The current generator emits:
orig: the first measured profile.wsl2404: offsets measured against the pinneddlx-elfbuild on WSL/Ubuntu 24.04.
The wsl2404 profile uses:
off_io=-0x3690
off_sec=0xbb0
rbase=0x220
buf_delta=0x702fff00 or 0x6f300000
system_delta=0x7042e500 or 0x7043e4ff
Why argv two-stage is not enough
A deterministic leak-then-exploit route would need this sequence in one
objdump process:
- Process file 1 and leak libc.
- Generate file 2 with the exact
systemdelta. - Process file 2 with the same ASLR layout.
That path did not hold for this trigger. In local GDB measurements with
objdump -W -r file1 file2, the DWARF relocation side effect that mutates
.debug_info ran for the first object only. The second object's relocation
table printed unmodified symbol names (s0, s1, and so on).
FIFO staging is also blocked in unmodified objdump: display_file() calls
get_file_size(), and get_file_size() rejects non-regular files before
bfd_openr().
Why a fixed single-file transform is not universal
The useful dynamic value in the corrupted FILE object is the existing libc
pointer at FILE+0x68:
_IO_2_1_stderr_ offset = 0x2044e0
system offset = 0x58750
For a page-aligned libc base, converting P = base + 0x2044e0 into
S = base + 0x58750 requires carry/borrow information from lower
little-endian bytes.
Counterexample over low 32 bits:
base_low = 0x0000: P bytes = e0 44 20 00, S bytes = 50 87 05 00
base_low = 0x8000: P bytes = e0 c4 20 00, S bytes = 50 07 06 00
The original byte 2 and byte 3 are identical in both cases (20 00), but the
desired byte 2 differs (05 versus 06) based on original byte 1.
The DLX relocation additions available to the payload operate on big-endian 8/16/32-bit fields in the target byte stream. Their carries flow from higher memory offsets toward lower memory offsets. They cannot make final byte 2 depend on original byte 1. PC-relative writes can set constants, but they do not introduce the missing dependency.

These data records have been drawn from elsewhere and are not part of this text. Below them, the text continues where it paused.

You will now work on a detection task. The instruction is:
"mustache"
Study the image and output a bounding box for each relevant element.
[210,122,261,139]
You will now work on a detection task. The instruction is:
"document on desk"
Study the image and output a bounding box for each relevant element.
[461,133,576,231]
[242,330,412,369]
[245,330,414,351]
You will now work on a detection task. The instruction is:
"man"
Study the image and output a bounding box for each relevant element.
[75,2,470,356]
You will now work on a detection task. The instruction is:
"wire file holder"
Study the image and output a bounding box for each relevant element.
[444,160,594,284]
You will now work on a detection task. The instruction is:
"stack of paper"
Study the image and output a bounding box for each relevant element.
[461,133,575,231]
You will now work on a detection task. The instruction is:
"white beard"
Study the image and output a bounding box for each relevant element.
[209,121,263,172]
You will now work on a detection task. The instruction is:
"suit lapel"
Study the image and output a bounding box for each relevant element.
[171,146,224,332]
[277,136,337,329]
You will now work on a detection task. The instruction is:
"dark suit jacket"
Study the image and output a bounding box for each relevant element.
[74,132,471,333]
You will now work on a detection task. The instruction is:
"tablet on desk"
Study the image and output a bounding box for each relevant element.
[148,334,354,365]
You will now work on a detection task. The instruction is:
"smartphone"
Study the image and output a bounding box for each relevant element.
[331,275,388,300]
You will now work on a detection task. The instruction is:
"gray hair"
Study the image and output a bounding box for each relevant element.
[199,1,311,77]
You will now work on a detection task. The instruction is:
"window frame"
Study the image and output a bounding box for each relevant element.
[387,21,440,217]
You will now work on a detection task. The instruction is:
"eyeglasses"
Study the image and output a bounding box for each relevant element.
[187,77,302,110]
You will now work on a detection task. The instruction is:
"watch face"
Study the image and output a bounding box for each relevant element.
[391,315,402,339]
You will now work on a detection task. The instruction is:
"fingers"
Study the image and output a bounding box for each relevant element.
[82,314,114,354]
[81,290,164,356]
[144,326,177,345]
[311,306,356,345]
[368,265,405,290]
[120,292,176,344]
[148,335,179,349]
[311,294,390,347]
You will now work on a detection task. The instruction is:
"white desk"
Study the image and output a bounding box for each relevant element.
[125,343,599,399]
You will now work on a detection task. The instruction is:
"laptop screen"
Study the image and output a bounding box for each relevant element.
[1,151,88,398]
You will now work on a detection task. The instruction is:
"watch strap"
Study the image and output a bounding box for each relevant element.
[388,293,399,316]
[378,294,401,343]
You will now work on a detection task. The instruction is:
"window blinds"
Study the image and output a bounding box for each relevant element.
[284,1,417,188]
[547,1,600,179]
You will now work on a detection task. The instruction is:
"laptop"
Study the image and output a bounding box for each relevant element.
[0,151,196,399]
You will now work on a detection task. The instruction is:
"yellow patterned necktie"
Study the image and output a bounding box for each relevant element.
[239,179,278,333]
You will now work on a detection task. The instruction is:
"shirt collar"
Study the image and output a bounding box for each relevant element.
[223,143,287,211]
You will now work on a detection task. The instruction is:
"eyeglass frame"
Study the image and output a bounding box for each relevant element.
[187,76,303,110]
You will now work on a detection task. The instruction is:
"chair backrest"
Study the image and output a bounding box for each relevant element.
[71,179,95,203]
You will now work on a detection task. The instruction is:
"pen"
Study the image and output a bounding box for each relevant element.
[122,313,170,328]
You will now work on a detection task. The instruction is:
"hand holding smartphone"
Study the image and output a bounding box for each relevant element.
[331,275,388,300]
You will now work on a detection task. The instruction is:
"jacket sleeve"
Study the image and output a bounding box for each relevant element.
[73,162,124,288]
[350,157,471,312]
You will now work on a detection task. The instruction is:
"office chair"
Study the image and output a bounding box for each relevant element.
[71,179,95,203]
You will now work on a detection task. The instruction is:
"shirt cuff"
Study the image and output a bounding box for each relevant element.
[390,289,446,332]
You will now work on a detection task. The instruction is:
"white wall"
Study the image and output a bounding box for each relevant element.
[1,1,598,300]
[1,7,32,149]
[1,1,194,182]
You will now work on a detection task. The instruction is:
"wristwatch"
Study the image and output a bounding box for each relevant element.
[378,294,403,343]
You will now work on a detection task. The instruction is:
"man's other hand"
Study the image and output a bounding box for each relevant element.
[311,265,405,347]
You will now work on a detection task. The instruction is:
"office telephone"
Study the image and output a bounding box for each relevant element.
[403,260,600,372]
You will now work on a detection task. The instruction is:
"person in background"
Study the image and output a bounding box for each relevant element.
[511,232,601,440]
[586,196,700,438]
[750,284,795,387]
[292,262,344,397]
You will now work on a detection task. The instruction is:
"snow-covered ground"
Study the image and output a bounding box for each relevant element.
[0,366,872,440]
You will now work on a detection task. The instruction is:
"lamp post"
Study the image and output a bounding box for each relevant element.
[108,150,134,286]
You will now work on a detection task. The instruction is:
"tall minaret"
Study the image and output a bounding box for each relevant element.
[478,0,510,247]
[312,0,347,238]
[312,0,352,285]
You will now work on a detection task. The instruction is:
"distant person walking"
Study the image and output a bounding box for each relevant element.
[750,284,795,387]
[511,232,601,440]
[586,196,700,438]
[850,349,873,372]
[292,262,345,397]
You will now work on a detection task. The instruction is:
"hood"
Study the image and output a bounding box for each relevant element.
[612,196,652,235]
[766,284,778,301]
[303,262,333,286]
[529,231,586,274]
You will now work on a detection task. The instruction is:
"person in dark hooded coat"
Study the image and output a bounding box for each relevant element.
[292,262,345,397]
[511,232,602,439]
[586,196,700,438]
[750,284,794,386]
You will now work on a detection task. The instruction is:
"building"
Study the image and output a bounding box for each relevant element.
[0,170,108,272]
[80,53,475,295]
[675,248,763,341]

tools/search_pointer_transform.py is a sanity check for this reasoning. It
asks Z3 for fixed sequences consisting of one 32-bit relocation plus up to a
chosen number of 8/16-bit correction relocations, then brute-verifies any
candidate over all page-aligned low-32-bit bases.
Example:
python3 tools/search_pointer_transform.py --mode r32-first --max-extra 4
python3 tools/search_pointer_transform.py --mode r32-last --max-extra 4
Both forms found no universal transform up to four correction relocations in the tested operation class.
Result
The PoC should be described as ASLR-on and profile-dependent. It is not a universal single-file ASLR bypass.